The meteorological factor variables used in the included studies mainly consisted of rainfall/precipitation (34 studies), average/minimum/maximum temperature (33 studies), relative humidity (20 studies), and wind properties (three studies). Of these four meteorological factors, precipitation was most frequently associated with the selected climate-sensitive communicable diseases, followed by temperature, relative humidity, and wind properties. Of 23 studies reporting on dengue incidence, more than half reported a positive association between temperature (n = 17, 74%) and precipitation (n = 16, 70%) with dengue incidence. Furthermore, ten studies (43.5%) and three studies (13%) reported a positive association between relative humidity and wind properties, respectively, with dengue incidence. For malaria incidence, the majority of the studies reported a positive association with temperature (ten studies, 91%) and precipitation (nine studies, 81.8%). For the association between relative humidity and malaria incidence, five studies (45.5%) reported a positive association and three studies (27.3%) reported a negative association. No study reported an association between wind properties with malaria incidence. Two of three studies showed a positive association between temperature and precipitation with cholera cases. Additionally, Magny et al. [59] reported a positive association between chlorophyll A anomaly with cholera cases, while Reyburn et al. [60] reported a negative association. Lastly, Dhewantara et al. reported a positive association between temperature and precipitation with leptospirosis [61]. Table 3 summarizes the meteorological factors associated with the selected climate-sensitive communicable diseases. The other covariates included in the studies were duration of sunshine, El Niño-Southern Oscillation (ENSO), Indian Ocean Dipole (IOD), sea surface height (SSH), sea surface temperature (SST), sea level pressure, ocean chlorophyll concentration (OCC), and average river level. Some of the studies also included covariates related to landscape, such as normalized difference vegetation index (NDVI) and modified normalized difference water index (MNDWI), as well as covariates related to socio-economics, such as piped-water access, human migration, and population growth.
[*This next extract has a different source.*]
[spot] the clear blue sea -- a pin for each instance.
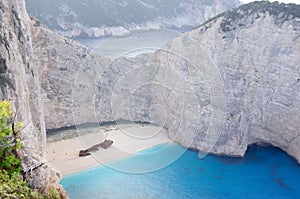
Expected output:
(265, 172)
3.3. Projection of Climate-Sensitive Communicable Diseases

For the projection of dengue incidence in the event of climate change, Colon–Gonzales et al. reported that, under three climate scenarios (A1B, A2, B1), the mean annual dengue incidence across Mexico would increase around 12–18% by 2030, 22–31% by 2050, and 33–42% by 2080 [30]. A similar study conducted in Dhaka, Bangladesh, reported that dengue incidence would increase by 1.5 times if ambient temperatures increased by 1 °C in 2100 relative to 2010. If the temperature increases by 2 °C, the incidence of dengue would increase by seven times, and the worst-case scenario of a 3.3 °C rise would increase dengue incidence in Dhaka by 43 times in 2100 relative to 2010 [27]. In Guangzhou, China, Li et al. reported that under climate scenario Representative Concentration Pathway (RCP) 2.6, the overall incidence of dengue fever would be low, as would the occurrence of high numbers of cases. However, the overall incidence and the occurrence of high numbers of cases would increase under climate scenario RCP8.5 [37].
For malaria projection, Kwak et al. reported a gradually increased trend of malaria in Korea during a simulation using the RCP4.5 climate change scenario and the CNCM3 climate model. The maximum occurrence shifted from August (during 2010–2011) to July (using simulation data of 2011–2100). In the future, malaria occurrence would continually increase between April and July (before the rainy season in the summer) compared to between June and August in 2010–2011 [52]. Asadgol et al. reported that, under RCP8.5, the trend of cholera cases in Iran would increase by 2050. For the next 30 years, the seasonal pattern of cholera will change and the highest cases will be observed during spring and summer. The average monthly cholera cases will be highest in August if compared to the baseline data [11].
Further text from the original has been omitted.